Владимир Чубуков (vladimir_chub) wrote in chto_chitat,
Владимир Чубуков
vladimir_chub
chto_chitat

Categories:

То ли САНЬКЯ, то ли САНКЬЯ

Речь пойдёт о романе Захара Прилепина «Санькя». Когда я впервые прочёл его заглавие, то в голове моей вместо «Санькя» отпечаталось «Санкья». А Санкья – это индуистская метафизическая система, которая, как предполагают, оказала влияние на буддизм. Интересно, – подумал я тогда, – что ж это за роман такой?

Подобные сбои восприятия у меня не раз бывали. Однажды, например, проезжая мимо новороссийского шиферного завода и увидев на его заборе вытянутый по вертикали плакат с надписью «ОАО “Шиферник”», я прочёл: «ОАО “Шизофреник”»; удивился, перечитал и понял свою ошибку. Потом, когда рассказал об этом отцу, работавшему тогда на этом самом заводе, то услышал от него: «Это точно – шизофреник».

В общем-то, и с «Санькей», трансформировавшемся в «Санкью», я оказался недалёк от истины. В этом романе есть что-то буддийское, клубящееся на границе небытия, стынущее на зябком сквозняке, свистящем из чёрного Ничто. Вот, например, цитатка оттуда: «Человек – это огромная, шумящая пустота, где сквозняки и безумные расстояния между каждым атомом. <…> И мы точно так же живем внутри страшной, неведомой нам, пугающей нас пустоты». Нагарджуна под этим подписался бы.

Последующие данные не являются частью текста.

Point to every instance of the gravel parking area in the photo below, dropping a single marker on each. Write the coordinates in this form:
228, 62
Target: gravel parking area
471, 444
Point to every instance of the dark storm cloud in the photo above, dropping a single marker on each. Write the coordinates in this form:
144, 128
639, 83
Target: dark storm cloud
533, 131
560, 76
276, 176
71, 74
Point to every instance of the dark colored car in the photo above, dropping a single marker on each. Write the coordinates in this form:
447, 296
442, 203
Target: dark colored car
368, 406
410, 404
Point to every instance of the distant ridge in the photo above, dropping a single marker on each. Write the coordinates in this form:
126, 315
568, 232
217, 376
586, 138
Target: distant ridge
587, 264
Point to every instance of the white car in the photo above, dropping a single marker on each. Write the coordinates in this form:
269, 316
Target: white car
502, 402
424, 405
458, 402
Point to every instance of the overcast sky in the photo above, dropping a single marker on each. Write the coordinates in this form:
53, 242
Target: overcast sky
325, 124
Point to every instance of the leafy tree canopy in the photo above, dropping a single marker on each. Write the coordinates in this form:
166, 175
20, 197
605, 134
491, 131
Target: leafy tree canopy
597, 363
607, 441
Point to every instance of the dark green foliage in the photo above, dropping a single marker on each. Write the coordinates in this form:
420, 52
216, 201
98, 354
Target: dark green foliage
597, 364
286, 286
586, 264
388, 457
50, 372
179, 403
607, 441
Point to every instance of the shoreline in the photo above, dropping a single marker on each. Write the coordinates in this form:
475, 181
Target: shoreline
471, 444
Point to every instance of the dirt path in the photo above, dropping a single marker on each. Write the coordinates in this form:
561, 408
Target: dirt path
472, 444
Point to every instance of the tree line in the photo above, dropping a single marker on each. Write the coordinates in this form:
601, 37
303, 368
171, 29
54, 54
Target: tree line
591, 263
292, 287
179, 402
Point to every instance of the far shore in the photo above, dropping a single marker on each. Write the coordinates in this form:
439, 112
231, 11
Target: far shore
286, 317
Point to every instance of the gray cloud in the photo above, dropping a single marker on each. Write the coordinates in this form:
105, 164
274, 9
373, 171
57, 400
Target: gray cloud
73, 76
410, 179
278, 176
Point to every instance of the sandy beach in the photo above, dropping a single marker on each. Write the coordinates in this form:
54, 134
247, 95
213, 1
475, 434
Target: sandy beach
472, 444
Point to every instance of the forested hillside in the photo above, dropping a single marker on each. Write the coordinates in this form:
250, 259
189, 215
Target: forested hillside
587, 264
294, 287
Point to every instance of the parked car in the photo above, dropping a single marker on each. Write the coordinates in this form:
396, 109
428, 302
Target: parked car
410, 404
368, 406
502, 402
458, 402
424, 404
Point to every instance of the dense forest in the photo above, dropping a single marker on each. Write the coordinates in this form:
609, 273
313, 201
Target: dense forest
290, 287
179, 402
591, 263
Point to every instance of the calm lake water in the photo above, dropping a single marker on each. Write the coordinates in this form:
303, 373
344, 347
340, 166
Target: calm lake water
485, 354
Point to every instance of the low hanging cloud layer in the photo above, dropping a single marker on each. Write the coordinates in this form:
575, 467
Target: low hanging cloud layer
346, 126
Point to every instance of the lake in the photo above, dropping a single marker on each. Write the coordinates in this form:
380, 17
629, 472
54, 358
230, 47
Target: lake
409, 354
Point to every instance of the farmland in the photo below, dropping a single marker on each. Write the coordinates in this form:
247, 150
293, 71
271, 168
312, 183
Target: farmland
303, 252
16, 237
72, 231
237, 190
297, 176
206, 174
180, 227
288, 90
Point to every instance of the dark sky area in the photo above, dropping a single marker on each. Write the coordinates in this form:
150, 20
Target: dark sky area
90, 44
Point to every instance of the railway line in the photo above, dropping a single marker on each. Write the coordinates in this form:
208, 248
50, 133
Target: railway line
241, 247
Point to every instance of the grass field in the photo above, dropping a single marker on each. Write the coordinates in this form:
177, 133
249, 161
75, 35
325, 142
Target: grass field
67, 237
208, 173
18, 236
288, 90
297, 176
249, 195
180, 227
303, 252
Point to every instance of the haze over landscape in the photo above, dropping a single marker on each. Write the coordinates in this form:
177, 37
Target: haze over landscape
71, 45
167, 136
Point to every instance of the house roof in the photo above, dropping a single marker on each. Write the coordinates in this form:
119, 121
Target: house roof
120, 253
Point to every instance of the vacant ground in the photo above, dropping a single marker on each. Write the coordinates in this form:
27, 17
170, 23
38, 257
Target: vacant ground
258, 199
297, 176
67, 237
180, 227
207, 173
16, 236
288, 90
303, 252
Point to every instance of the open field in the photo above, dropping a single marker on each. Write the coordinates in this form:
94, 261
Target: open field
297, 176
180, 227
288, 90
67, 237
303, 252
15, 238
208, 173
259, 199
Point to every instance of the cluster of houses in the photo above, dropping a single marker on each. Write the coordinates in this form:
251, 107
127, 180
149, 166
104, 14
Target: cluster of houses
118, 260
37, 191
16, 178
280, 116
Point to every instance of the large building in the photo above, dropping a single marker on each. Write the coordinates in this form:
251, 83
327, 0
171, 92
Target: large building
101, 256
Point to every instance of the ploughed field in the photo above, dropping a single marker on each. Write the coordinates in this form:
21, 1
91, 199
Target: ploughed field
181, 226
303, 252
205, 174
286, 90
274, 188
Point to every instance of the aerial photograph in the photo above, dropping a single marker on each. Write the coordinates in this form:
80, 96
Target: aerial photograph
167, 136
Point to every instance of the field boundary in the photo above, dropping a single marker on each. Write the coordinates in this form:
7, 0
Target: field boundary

Когда я снял книгу с полки в магазине, то разглядел, что не «Санкья» это, а «Санькя», и прочёл в аннотации: автор – это, дескать, новый Горький, а роман – прямо-таки новая «Мать» («Мать-2»). На меня сразу такой тоской повеяло. Горький! Я этим Горьким ещё в школе поперхнулся, когда «Мать» читал. Какой он там Горький! Лучше бы назвался честно – Кисло-Плесневелый. Впрочем, не знаю, может, он и хороший писатель, но после «Матери» мне его читать что-то никак не хочется. Уже четверть века прошла, а всё никакого желания.

Не захотелось мне после такой аннотации читать «Санькю». Но, как сказал поэт, «принесли его домой, оказался он живой»: роман я прочёл, и Горького (Кисло-Плесневелого) в нём не обнаружил, зато обнаружились параллели с Андреем Платоновым.

Роман, во-первых, очень увлекательный; во-вторых, написан отличным литературным языком; в-третьих, местами он написан даже более чем отлично. Ещё одно достоинство романа в том, что, прочитав его, хочется написать о нём эссе (а к этому меня мало какая книга побуждает).

Захар Прилепин – человек интересный. Он – нацбол, из партии национал-большевиков. И «Санькя» у него как раз про эту партию. Она выведена в романе под именем «Союза созидающих» (а «Единая Россия» упомянута там как «Партия президента»). И при своём национал-большевизме Прилепин верит в Бога. Он даже сказал как-то, что не хотел бы, подобно Льву Толстому, быть отлучённым от Церкви.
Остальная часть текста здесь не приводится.